1. This is an appeal by Gopi Rai, one of the objectors to an application for the grant of a probate. Baij Nath Rai, who claimed to be the executor under a will, dated 29th January 1928, executed by Nakched Rai, who admittedly died on 15th April 1923, applied for the grant of probate to him. Notices were issued to a large number of persons, many of whom were beneficiaries under the alleged will. Three of these persons only entered the caveat but the beneficiaries did not put in an appearance. An application was made on behalf of Baij Nath, the applicant, and six other persons to refer the dispute relating to the genuineness of this document to an arbitrator. The learned Judge allowed this application and referred the matter to arbitration, although the other beneficiaries had not joined in the application. The agreement of reference to arbitration permitted the arbitrator to import his own personal knowledge and decide the dispute on its basis. The arbitrator delivered his award basing his conclusion on his personal knowledge also and holding that the will had been proved to be a genuine document. Objections were filed to this award by some of the objectors, including Gopi Rai, but no objection was taken that the reference itself was illegal. The learned Judge after considering the objections on merits overruled them and passed a decree in terms of the award. Gopi Rai now appeals from the order granting the probate, and on his behalf it is urged that the reference was wholly irregular and illegal.

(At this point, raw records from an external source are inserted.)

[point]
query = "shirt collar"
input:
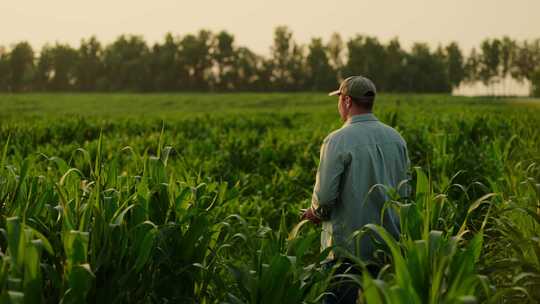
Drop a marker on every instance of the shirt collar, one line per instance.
(361, 118)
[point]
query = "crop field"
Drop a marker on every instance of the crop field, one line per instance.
(195, 198)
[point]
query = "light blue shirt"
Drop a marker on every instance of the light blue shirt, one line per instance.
(361, 154)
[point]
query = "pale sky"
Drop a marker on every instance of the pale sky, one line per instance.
(253, 21)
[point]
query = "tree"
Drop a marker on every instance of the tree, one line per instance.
(90, 68)
(127, 66)
(4, 70)
(165, 65)
(472, 66)
(21, 66)
(455, 64)
(335, 54)
(535, 83)
(320, 74)
(287, 61)
(57, 68)
(247, 67)
(526, 60)
(507, 53)
(395, 61)
(195, 57)
(225, 56)
(490, 61)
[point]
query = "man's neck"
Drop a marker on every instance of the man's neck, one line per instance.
(357, 111)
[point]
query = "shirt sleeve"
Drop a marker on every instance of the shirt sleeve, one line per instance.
(326, 190)
(405, 188)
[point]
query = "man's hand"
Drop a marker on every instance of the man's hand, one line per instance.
(310, 215)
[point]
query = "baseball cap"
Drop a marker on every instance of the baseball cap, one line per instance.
(358, 87)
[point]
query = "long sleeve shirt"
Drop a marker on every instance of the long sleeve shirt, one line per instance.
(357, 162)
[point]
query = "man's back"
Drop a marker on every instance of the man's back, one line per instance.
(354, 159)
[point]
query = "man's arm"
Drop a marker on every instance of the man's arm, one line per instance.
(326, 190)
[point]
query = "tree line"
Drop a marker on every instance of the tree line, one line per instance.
(207, 61)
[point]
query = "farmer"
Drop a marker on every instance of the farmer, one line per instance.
(354, 159)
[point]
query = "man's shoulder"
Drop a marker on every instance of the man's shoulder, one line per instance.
(335, 136)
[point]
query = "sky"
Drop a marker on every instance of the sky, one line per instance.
(253, 21)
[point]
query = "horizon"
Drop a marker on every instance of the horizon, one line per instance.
(253, 26)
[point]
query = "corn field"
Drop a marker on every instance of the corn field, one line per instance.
(196, 199)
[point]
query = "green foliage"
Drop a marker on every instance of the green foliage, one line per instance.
(207, 61)
(203, 205)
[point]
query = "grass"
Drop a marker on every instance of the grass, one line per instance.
(195, 197)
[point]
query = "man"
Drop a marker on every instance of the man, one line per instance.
(355, 159)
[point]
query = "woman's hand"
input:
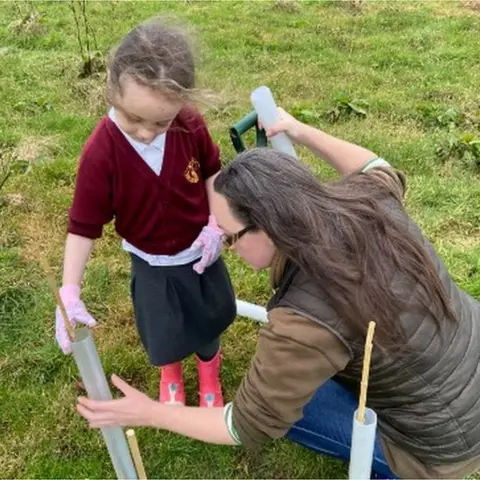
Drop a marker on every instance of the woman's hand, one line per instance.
(134, 409)
(286, 124)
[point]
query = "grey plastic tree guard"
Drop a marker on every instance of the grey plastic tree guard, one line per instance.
(363, 442)
(93, 377)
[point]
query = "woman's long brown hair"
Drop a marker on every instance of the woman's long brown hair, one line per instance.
(343, 235)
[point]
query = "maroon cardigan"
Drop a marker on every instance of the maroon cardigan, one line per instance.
(160, 215)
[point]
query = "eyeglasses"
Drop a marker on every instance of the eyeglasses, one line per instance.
(230, 240)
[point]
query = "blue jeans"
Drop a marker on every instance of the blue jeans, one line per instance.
(326, 427)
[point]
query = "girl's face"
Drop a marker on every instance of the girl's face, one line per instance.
(143, 113)
(254, 246)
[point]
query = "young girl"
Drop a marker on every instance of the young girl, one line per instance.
(149, 165)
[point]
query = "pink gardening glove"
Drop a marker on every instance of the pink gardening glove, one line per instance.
(210, 239)
(70, 295)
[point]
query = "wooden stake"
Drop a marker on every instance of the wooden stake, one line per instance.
(53, 286)
(137, 458)
(365, 373)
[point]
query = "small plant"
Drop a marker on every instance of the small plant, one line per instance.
(465, 148)
(30, 22)
(345, 107)
(92, 60)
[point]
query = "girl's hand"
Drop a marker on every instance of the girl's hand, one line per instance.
(286, 124)
(134, 409)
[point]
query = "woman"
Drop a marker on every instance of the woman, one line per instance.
(340, 255)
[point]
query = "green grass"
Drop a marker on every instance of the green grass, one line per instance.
(410, 63)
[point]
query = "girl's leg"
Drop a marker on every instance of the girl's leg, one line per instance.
(326, 426)
(208, 363)
(172, 391)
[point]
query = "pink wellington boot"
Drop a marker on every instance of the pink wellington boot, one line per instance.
(210, 388)
(171, 384)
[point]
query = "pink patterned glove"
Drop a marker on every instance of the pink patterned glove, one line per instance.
(210, 239)
(70, 295)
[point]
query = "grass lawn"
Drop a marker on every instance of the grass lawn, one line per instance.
(401, 78)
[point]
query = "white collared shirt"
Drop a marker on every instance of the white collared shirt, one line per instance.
(153, 154)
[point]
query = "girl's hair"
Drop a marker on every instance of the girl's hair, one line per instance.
(157, 55)
(342, 235)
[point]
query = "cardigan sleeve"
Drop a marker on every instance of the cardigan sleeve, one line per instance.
(92, 205)
(209, 152)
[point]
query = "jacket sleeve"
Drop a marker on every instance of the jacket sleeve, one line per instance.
(294, 357)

2. It seems to us that the learned Judge had no jurisdiction to allow the dispute relating to the genuineness of a will in a probate proceeding pending before him to be referred to the arbitration of an arbitrator. The order granting probate is a judgment in rem and, so long as it is not revoked, is operative against the world. Before such an order is passed the Court has got to be satisfied in its own mind that the will is a genuine document and that probate ought to be granted. It cannot delegate its proper functions to a private individual and decide the point through him. If such a course were permitted, a door for fraud and collusion would be opened which it is against public policy to permit.
3. The point is not res integra but it is covered by authority. We may refer to the case of Ghella, Bhai v. Nandu Bai  21 Bom, 335 in which Farran, C.J. at p. 342 remarked that the Court had no authority to refer the factum of the will to arbitration and that clearly it would not refer such a matter in which there were beneficiaries interested whose consent had not been obtained, that the probate Court could not grant probate on the vicarious finding of an arbitrator but must itself be satisfied by admissible evidence that the will was the will of the testator and that the relevant provisions of the Code of Civil Procedure were not applicable to probate proceedings, and, on the other hand, the provisions of the Probate Act preclude the possibility of a Judge referring the question of the execution of a will to an arbitrator, particularly if all the beneficiaries had not appeared before him and consented to that course, even which was doubtful. We agree with these observations and hold that the District Judge could not act upon the award which was the result of a reference to arbitration, without even the consent of many of the beneficiaries. The same principle has been applied to compromises regarding the genuineness of the will in probate proceedings: vide Manmohini Guha v. Banga Chandra Das  31 Cal. 357 and Sarda Kanta Das v. Gobinda Mohan Das  6 I.C. 912. We have therefore both on principle and on authority, no doubt whatsoever in our minds that the order of the Judge was quite illegal.
4. The only point seriously urged on behalf of the respondents is that inasmuch as Gopi Rai had himself agreed to the reference and never objected to the award on the ground of illegality, he is estopped from raising this point in appeal. We cannot hold that there is any estoppel against Gopi Rai on this question of jurisdiction. That is a matter which we can take into account only when ordering costs. We accordingly allow this appeal and setting aside the order of the Court below granting the probate, send the case back to that Court with directions to restore it to its original number on the file and dispose of it according to law. In view of the fact that this objection has been taken for the first time in appeal before us, we direct that the parties should bear the costs of the proceedings incurred so far.